3. A Business Strategist: These CIOs focus most of their attention on driving business strategy for competitive advantage. They actively search for opportunities to differentiate their company using IT. They think about how to develop and implement new go-to-market strategies and they try to stay very close to customers.
Group 1 and 2 seem cut from the same cloth to me, but both are clearly very different for the business strategist group. The CIO analysis reminds me of Geoffrey Moore’s famous ‘Crossing the Chasm‘ hypothesis where he divided the world up along the technology innovation lifecycle saying that technology visionaries (or in CIO’s parlance ‘business strategists’) are technology enthusiasts looking to use technology to tilt the market in their favour and pragmatists are looking simply for productivity improvements.

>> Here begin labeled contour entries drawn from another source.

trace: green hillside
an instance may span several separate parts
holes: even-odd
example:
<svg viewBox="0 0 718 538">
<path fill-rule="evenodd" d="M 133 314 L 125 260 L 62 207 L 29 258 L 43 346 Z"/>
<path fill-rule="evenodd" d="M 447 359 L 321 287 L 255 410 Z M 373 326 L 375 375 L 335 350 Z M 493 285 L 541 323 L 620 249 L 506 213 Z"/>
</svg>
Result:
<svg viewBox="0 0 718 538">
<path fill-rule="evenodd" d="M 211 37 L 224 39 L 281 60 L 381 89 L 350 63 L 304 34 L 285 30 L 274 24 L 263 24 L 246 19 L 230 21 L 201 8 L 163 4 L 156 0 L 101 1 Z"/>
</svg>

Whether there are two groups or three is moot: the point is that marketing to these two groups is very different. (It’s likely that these types of CIOs are emblematic of the companies they’re working for – it’s unlikely a visionary CIO would work for a pragmatic company and vice versa, or at least not for very long – so the rest of the board and the line of business decision-makers are often visionaries or pragmatists too.) Even within each group there may be gradations: we’ve come across visionary CIOs who understand the nits and grits of just about every leading (and bleeding) edge technology at a deep technical level, as well as ones who last touched code in the COBOL era, but look and sound like Harvard Business School alumni.
So what about marketing to these different groups? Many of our early stage clients are looking for visionaries and keep tripping over pragmatists. The CIO survey said that fewer than one in five of those surveyed were business strategists. In our experience visionary leaders tend to be super-information hungry and look to rub shoulders with like minded professionals. Social media marketing should therefore be an excellent route to these people, providing you have something to say that grabs their attention. If you’re operating in an industry dominated by cost cutters and process improvers, it’s probably best not to push content offering strategic revolution. Slow and steady wins the race for these guys.